A major report released Tuesday is stirring skepticism about the effectiveness of polygraphs in employment screening. The polygraph created quite a stir when it was introduced in the early 1900's, and while the questionable contraption could easily have been dismissed as a novelty, it instead gained a mythical reputation for "detecting lies" and went into commercial production in 1921.

Not surprising then that world governments, in their never-ending quests to tap into the minds of their subjects, have had a long love affair with the alleged lie detector. One cannot get a job in government intelligence without taking a polygraph, often riddled with highly personal queries - the NSA and CIA are notorious for asking pointed questions about sexual habits and youthful indiscretions.

Researchers have been learning for decades, however, that the polygraph is a flawed instrument. A nervous examinee can appear to be lying, while other subjects can easily lie without being detected. Even more fundamentally, the relevance of common polygraph questions is uncertain. Can any question really weed out a double-agent, or predict a nervous breakdown?

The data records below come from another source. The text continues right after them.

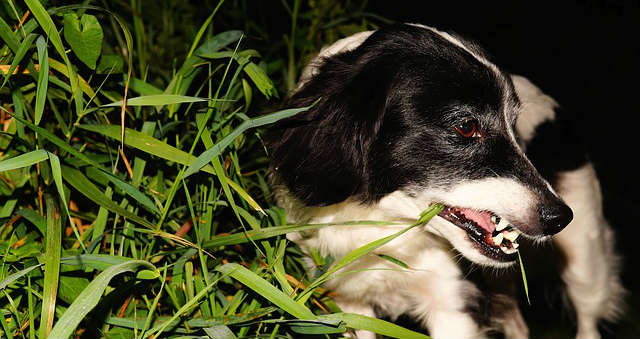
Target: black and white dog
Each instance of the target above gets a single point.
(408, 116)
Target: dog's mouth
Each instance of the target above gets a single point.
(494, 236)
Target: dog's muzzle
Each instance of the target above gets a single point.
(554, 217)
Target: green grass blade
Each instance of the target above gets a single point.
(146, 144)
(50, 29)
(43, 78)
(15, 276)
(52, 255)
(90, 296)
(56, 172)
(218, 148)
(524, 278)
(425, 216)
(156, 100)
(219, 331)
(270, 232)
(22, 50)
(265, 289)
(24, 160)
(78, 181)
(379, 326)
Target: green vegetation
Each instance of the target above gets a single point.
(153, 218)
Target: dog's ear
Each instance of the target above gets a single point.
(321, 154)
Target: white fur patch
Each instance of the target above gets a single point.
(536, 107)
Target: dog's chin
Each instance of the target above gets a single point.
(470, 246)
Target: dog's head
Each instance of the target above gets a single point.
(416, 110)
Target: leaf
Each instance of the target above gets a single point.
(78, 181)
(84, 36)
(90, 297)
(96, 261)
(146, 144)
(110, 63)
(56, 172)
(265, 289)
(379, 326)
(15, 276)
(208, 155)
(43, 78)
(261, 80)
(23, 160)
(219, 332)
(52, 253)
(524, 278)
(22, 50)
(350, 257)
(156, 100)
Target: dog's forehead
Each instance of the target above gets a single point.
(440, 66)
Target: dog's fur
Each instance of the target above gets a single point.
(381, 145)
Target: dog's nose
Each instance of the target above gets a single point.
(555, 217)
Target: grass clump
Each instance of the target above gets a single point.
(133, 195)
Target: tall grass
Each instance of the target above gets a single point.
(134, 199)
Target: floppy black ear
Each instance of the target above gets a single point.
(321, 155)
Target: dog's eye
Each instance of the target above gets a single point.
(468, 129)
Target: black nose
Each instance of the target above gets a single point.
(555, 217)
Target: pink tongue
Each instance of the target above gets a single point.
(483, 219)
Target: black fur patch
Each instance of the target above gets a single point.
(386, 118)
(557, 146)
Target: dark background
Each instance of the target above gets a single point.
(584, 54)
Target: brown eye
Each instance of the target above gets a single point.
(468, 129)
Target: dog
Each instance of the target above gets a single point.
(407, 116)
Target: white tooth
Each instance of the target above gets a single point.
(498, 239)
(502, 224)
(511, 236)
(507, 250)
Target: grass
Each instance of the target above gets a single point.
(134, 200)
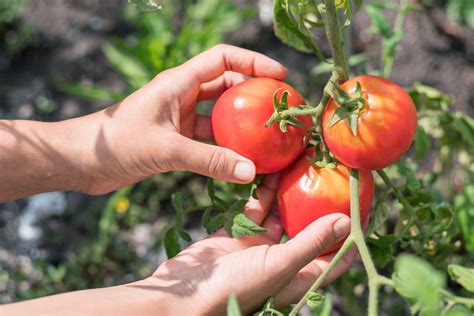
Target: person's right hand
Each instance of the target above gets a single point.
(200, 279)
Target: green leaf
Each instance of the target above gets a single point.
(381, 249)
(171, 242)
(314, 300)
(420, 283)
(185, 236)
(215, 223)
(422, 143)
(288, 31)
(326, 308)
(233, 308)
(241, 225)
(182, 202)
(464, 209)
(463, 276)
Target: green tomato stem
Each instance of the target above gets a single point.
(323, 276)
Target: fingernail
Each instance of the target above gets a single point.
(342, 227)
(244, 171)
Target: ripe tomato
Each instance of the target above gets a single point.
(385, 129)
(306, 193)
(238, 123)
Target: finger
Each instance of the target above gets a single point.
(203, 128)
(212, 63)
(212, 161)
(275, 229)
(304, 279)
(257, 209)
(213, 89)
(311, 242)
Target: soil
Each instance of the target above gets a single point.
(68, 48)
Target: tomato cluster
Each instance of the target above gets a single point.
(382, 129)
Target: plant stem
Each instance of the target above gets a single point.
(356, 230)
(411, 211)
(397, 28)
(333, 33)
(319, 281)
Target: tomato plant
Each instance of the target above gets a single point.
(238, 123)
(307, 192)
(380, 125)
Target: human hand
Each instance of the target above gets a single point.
(200, 278)
(153, 130)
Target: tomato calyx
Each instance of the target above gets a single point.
(349, 107)
(279, 115)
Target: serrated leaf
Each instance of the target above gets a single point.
(171, 242)
(340, 114)
(215, 223)
(314, 300)
(182, 202)
(206, 216)
(420, 283)
(381, 249)
(241, 225)
(288, 31)
(233, 308)
(463, 276)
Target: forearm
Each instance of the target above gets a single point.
(138, 298)
(39, 157)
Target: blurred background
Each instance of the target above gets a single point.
(61, 59)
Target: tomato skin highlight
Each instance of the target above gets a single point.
(306, 193)
(385, 129)
(238, 123)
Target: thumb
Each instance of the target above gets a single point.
(312, 241)
(213, 161)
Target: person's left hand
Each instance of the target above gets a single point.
(199, 280)
(153, 130)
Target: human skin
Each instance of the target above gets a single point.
(200, 279)
(151, 131)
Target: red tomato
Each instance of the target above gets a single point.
(238, 123)
(306, 193)
(385, 129)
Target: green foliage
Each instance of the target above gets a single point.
(463, 276)
(226, 211)
(417, 281)
(233, 308)
(16, 34)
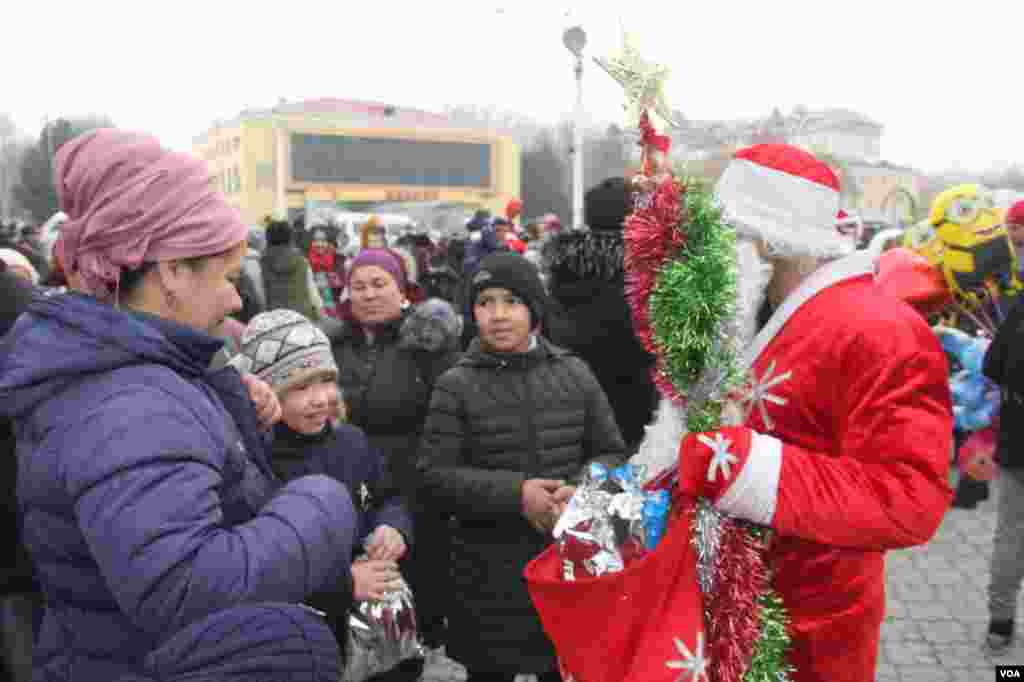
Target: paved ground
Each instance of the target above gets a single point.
(937, 614)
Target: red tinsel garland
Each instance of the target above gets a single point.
(653, 236)
(734, 625)
(654, 232)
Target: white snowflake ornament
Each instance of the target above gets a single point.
(694, 666)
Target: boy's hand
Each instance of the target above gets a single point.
(561, 498)
(372, 580)
(386, 544)
(539, 504)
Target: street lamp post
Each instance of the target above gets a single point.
(574, 39)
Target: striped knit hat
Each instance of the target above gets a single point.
(283, 348)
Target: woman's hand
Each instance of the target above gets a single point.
(372, 579)
(263, 397)
(386, 544)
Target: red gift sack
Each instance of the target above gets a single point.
(644, 624)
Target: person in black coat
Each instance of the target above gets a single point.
(510, 427)
(389, 354)
(18, 591)
(586, 279)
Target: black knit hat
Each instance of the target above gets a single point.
(279, 231)
(510, 270)
(607, 204)
(479, 220)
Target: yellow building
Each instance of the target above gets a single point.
(352, 155)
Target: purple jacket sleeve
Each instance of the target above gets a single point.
(145, 474)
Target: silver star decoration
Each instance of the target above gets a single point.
(721, 458)
(693, 665)
(760, 393)
(643, 81)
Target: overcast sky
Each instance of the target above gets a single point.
(942, 82)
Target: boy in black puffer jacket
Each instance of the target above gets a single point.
(294, 357)
(586, 278)
(509, 426)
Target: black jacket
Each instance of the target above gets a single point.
(1005, 366)
(386, 387)
(495, 422)
(593, 320)
(16, 573)
(286, 281)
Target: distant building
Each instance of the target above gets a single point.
(837, 132)
(353, 156)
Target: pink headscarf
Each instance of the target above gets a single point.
(129, 201)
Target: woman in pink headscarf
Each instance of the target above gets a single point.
(146, 497)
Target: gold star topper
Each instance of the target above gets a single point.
(643, 82)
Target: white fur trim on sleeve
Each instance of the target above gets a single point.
(755, 492)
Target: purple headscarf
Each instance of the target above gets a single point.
(129, 201)
(383, 258)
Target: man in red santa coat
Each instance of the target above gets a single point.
(845, 427)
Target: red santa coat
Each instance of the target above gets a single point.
(854, 384)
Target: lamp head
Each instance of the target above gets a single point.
(574, 39)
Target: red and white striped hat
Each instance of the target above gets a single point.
(784, 196)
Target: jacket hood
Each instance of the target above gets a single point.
(283, 259)
(62, 339)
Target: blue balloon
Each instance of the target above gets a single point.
(975, 400)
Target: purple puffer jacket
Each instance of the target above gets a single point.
(146, 498)
(253, 643)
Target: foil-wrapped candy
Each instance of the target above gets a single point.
(382, 634)
(609, 522)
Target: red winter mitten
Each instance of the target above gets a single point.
(736, 468)
(977, 455)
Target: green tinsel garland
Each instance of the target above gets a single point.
(693, 295)
(768, 663)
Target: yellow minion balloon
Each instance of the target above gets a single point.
(965, 237)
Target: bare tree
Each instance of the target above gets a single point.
(35, 192)
(12, 147)
(545, 187)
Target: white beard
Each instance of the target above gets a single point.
(659, 448)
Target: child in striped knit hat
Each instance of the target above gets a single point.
(293, 355)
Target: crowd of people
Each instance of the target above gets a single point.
(223, 438)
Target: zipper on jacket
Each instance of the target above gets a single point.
(532, 469)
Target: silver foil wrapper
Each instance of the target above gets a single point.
(381, 635)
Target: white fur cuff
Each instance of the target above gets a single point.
(755, 491)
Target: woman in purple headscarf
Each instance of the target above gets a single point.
(147, 501)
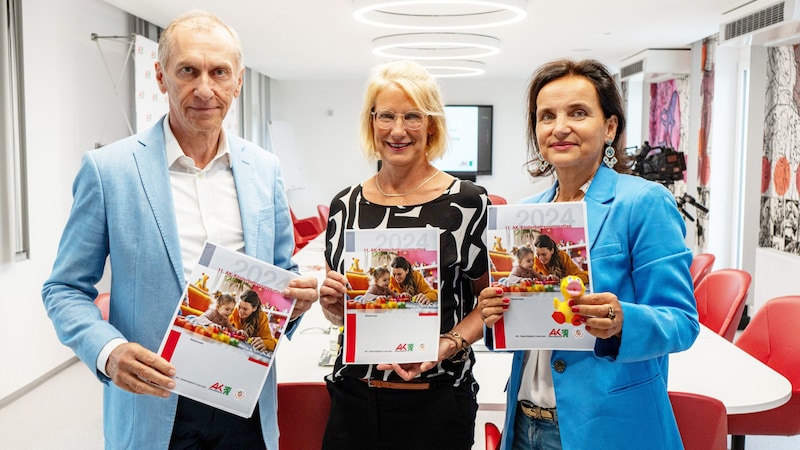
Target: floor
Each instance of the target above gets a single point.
(65, 413)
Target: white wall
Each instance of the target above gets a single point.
(324, 119)
(70, 105)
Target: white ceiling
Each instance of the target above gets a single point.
(319, 39)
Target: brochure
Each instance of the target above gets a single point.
(218, 364)
(539, 315)
(391, 315)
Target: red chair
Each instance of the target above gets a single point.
(305, 230)
(720, 300)
(773, 338)
(702, 421)
(493, 436)
(701, 266)
(323, 211)
(102, 303)
(303, 410)
(497, 200)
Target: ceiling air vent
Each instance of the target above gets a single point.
(776, 24)
(655, 65)
(632, 69)
(768, 16)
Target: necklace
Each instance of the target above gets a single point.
(378, 185)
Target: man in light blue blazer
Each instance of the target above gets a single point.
(147, 203)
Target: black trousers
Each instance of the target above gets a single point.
(363, 417)
(202, 427)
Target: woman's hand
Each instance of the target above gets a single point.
(304, 290)
(602, 313)
(409, 371)
(492, 305)
(331, 296)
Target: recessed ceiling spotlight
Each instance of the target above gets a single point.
(440, 15)
(451, 68)
(422, 46)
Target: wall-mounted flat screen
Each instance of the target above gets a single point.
(469, 152)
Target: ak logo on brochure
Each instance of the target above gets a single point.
(226, 390)
(564, 333)
(404, 348)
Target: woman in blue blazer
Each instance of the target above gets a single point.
(642, 307)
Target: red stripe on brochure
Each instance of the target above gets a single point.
(500, 334)
(350, 329)
(172, 342)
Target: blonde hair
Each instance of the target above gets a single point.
(196, 20)
(423, 90)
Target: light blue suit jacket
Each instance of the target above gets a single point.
(123, 209)
(616, 396)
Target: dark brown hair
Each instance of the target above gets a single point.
(607, 93)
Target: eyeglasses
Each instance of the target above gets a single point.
(412, 120)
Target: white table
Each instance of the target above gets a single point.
(716, 368)
(712, 366)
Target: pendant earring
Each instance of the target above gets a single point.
(609, 158)
(540, 164)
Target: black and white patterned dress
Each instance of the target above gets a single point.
(460, 215)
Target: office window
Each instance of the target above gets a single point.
(13, 200)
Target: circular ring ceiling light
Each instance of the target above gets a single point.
(451, 68)
(440, 15)
(422, 46)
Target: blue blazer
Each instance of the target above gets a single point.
(616, 396)
(123, 210)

Polygraph "victims," who have lost or been denied jobs after "failing" an examination, have been key to making the case against electronic lie-detection. One of the most vocal, George Maschke, founded antipolygraph.org in response to his experience. The site has successfully exposed the injustices which come from reliance on the lie detector.

So Maschke and others had cause for celebration on Tuesday, when the U.S. National Research Council (NRC) finally issued a report that polygraphs are an inaccurate method of screening employees for sensitive jobs. The report declares that the polygraph's "accuracy in distinguishing actual or potential security violators from innocent test takers is insufficient to justify reliance on its use in employee security screening in federal agencies."

The Department of Energy (DOE), who ordered the report entitled The Polygraph and Lie Detection, would not yet comment on its findings. The DOE is a heavy user of polygraphs, and has become the subject of sharp criticism by scores of workers at Sandia National Laboratory and Lawrence Livermore National Laboratory who were demoted or fired after failing polygraphs.

The NRC is a non-governmental organization. It is unclear what effect its report will have on the DOE or other government agencies, but its findings will undoubtedly lend new legitimacy to the anti-polygraph argument.